I gestured for him to go on.

“Everyone says she ran away. Trouble at home and stuff like that. But me, I’m not so sure.”

“What do you think happened?”

He rubbed his chin. “Maybe a girl like that, in trouble all the time, smoking pot down by the docks, fighting with her parents, maybe she’s exactly the kind of girl Rattling Jane would show herself to, you know? ’Cause no one’s gonna believe her, right?”

I nodded. Maybe this guy was smarter than he looked.

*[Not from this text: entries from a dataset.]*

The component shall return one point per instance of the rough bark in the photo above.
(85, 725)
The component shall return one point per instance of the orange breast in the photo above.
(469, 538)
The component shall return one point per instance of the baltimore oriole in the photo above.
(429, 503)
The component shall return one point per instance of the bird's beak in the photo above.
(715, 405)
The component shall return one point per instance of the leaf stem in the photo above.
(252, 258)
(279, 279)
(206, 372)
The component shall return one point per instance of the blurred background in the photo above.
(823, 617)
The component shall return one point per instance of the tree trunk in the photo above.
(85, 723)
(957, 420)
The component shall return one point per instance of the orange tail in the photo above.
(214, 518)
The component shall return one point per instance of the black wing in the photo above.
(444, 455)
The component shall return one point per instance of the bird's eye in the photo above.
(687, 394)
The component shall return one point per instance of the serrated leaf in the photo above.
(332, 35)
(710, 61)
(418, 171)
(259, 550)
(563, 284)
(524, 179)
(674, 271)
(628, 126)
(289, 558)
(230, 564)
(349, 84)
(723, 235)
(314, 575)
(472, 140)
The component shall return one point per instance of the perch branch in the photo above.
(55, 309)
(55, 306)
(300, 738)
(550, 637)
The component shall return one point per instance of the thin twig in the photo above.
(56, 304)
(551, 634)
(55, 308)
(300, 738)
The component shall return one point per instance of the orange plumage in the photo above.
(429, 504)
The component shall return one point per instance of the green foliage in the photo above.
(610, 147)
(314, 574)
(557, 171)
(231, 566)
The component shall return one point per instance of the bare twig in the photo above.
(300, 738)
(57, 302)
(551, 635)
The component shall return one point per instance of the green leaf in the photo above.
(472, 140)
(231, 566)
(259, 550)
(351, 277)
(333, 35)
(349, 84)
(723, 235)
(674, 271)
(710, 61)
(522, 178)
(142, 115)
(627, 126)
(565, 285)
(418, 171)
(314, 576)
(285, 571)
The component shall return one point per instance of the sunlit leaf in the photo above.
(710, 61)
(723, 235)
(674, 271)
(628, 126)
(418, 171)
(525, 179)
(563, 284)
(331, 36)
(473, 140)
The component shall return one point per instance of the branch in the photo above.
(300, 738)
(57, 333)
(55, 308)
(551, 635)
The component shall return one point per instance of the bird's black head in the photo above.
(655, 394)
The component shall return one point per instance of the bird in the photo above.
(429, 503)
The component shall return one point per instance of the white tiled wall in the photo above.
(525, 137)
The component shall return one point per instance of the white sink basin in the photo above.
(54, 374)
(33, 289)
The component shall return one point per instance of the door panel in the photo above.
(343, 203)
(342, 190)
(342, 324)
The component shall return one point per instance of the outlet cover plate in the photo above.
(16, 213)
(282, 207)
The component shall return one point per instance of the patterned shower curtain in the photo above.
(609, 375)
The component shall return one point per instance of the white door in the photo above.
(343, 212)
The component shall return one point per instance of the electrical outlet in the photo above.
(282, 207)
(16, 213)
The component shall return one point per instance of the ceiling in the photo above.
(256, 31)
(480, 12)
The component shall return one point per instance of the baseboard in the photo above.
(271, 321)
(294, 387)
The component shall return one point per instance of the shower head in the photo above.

When he spoke again, his voice was so low it was practically a whisper. And before he said the words, he looked around to be sure no one was listening. “I think maybe Rattling Jane got her.”

“Got her?” A lump formed in my throat.

He chewed his lip worriedly. “She takes people sometimes. Drags them back down into the water. No one ever sees them again.”





Vi

June 10, 1978




THE BASEMENT WAS strictly off-limits. You had to be invited down, and that only happened when Gran was offering certain lessons. Dissections and chemistry experiments were done in the basement. And studying things under the microscope. But the rule was they were never, ever to come down without permission. The basement was Gran’s realm, her workshop and laboratory, and the only place in the entire house they were forbidden to enter.

Vi crept slowly down the old wooden stairs, which let out little warning creaks with each step: Intruder! they seemed to say. She held tight to the smooth wooden railing, smelled formaldehyde, bleach, stale cigarette smoke. Her heart was beating fast. She wanted to turn back, but knew she couldn’t. She needed to find a clue about Iris. Something, anything to help her figure out who she was and where she came from. And the basement seemed like the best place to start.

Vi stepped onto the cement floor, letting her eyes adjust to the dim light. The fluorescent tubes overhead seemed to pulsate, growing bright then dim. She moved beneath them, listening to their hum until she was sure she could hear words, the God of Clues whispering: This way, this way, you’re getting warmer!